Bene, come anticipato dall’ad Sergio Marchionne, le vendite negli Usa dove Chrysler chiude giugno con 171.086 consegne, il 9% in più dello stesso mese 2014. I marchi Jeep, Dodge, Ram Truck e Fiat hanno tutti incrementato le vendite rispetto allo stesso mese del 2013, con il gruppo che segna il miglior giugno dal 2007 e il cinquantunesimo mese consecutivo di crescita. Per Fiat l’aumento è dell’11%.
“Appare sempre più probabile – osserva Gian Primo Quagliano presidente del Centro Studi Promotor – che l’andamento positivo del primo semestre 2014 non abbia segnato l’inizio di una vera e propria ripresa della domanda, ma costituisca piuttosto un rimbalzo al termine di una forte caduta. Lo scenario più probabile in questo momento appare dunque quello di una stagnazione della domanda da cui si potrebbe uscire o con provvedimenti specifici di rilancio del settore auto”. Massimo Nordio, presidente del’Unrae, l’associazione delle case automobilistiche estere, riconosce la positiva attenzione delle istituzioni verso l’auto, che dimostra “una nuova e propositiva volontà di conseguire tangibili risultati a breve termine”.

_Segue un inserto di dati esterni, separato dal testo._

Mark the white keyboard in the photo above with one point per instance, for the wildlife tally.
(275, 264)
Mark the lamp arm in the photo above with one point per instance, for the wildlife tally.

“Le nostre aziende non possono aspettare 1.000 giorni, come per le riforme”, avverte però Filippo Pavan Bernacchi, presidente di Federauto, la Federazione dei concessionari di tutti i brand commercializzati in Italia. Dopo l’apertura di Marchionne, continua il pressing dei sindacati per chiudere il contratto degli 86.000 lavoratori di Fiat e Cnh. “L’accordo per l’aumento salariale è un dovere che la Fiat ha nei confronti dei lavoratori italiani”, afferma il segretario generale della Uil, Luigi Angeletti. “Bisogna creare le condizioni per chiudere, il contratto è fondamentale per portare avanti il processo di rinnovamento del gruppo”, sottolinea Annamaria Furlan, segretario generale aggiunto della Cisl.